Why do I segfault when trying to change the string?
Let’s look at this sample program called uppercase.c:
#include <stdio.h>
#include <ctype.h>
int main(void)
{
// create a string and initialize to "hello"
char *name = "hello, world!";
// capitalize the first letter
name[0] = toupper(name[0]);
}
If we were to run this, it would segfault. Why?
What you’ve done is to declare a “string literal” (literally hardcoding it in your code). When you do so, it gets stored in “read-only” memory, which can’t be changed.
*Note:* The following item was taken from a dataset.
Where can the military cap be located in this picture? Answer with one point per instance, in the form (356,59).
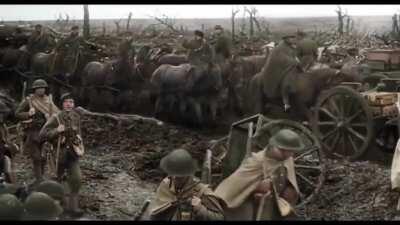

You can see evidence of this by compiling your code with clang -S uppercase.c
(which will produce the assembler code). Open uppercase.s
and you should see the entire assembler code. Scroll down to about line 33 where you’ll see this section:
.section .rodata.str1.1,"aMS",@progbits,1
.L.str:
.asciz "hello, world!"
.size .L.str, 14
Notice how "hello, world!"
is in the .rodata
section of the program, aka read-only data.
Attempting to change read-only data will result in a segmentation fault.
More here: https://en.wikipedia.org/wiki/Data_segment.
So how to solve this? If you want a string that you can change, you can declare it as a char array instead:
char name[] = "hello, world!";
For reference, here’s the entire assembler code in uppercase.s
:
.text
.file "uppercase.c"
.globl main # -- Begin function main
.p2align 4, 0x90
.type main,@function
main: # @main
.cfi_startproc
# %bb.0: # %entry
pushq %rbp
.cfi_def_cfa_offset 16
.cfi_offset %rbp, -16
movq %rsp, %rbp
.cfi_def_cfa_register %rbp
subq $16, %rsp
movabsq $.L.str, %rax
movq %rax, -8(%rbp)
movq -8(%rbp), %rax
movsbl (%rax), %edi
callq toupper
xorl %edi, %edi
movb %al, %cl
movq -8(%rbp), %rdx
movb %cl, (%rdx)
movl %edi, %eax
addq $16, %rsp
popq %rbp
.cfi_def_cfa %rsp, 8
retq
.Lfunc_end0:
.size main, .Lfunc_end0-main
.cfi_endproc
# -- End function
.type .L.str,@object # @.str
.section .rodata.str1.1,"aMS",@progbits,1
.L.str:
.asciz "hello, world!"
.size .L.str, 14
.ident "clang version 7.0.0 "
.section ".note.GNU-stack","",@progbits
.addrsig
.addrsig_sym toupper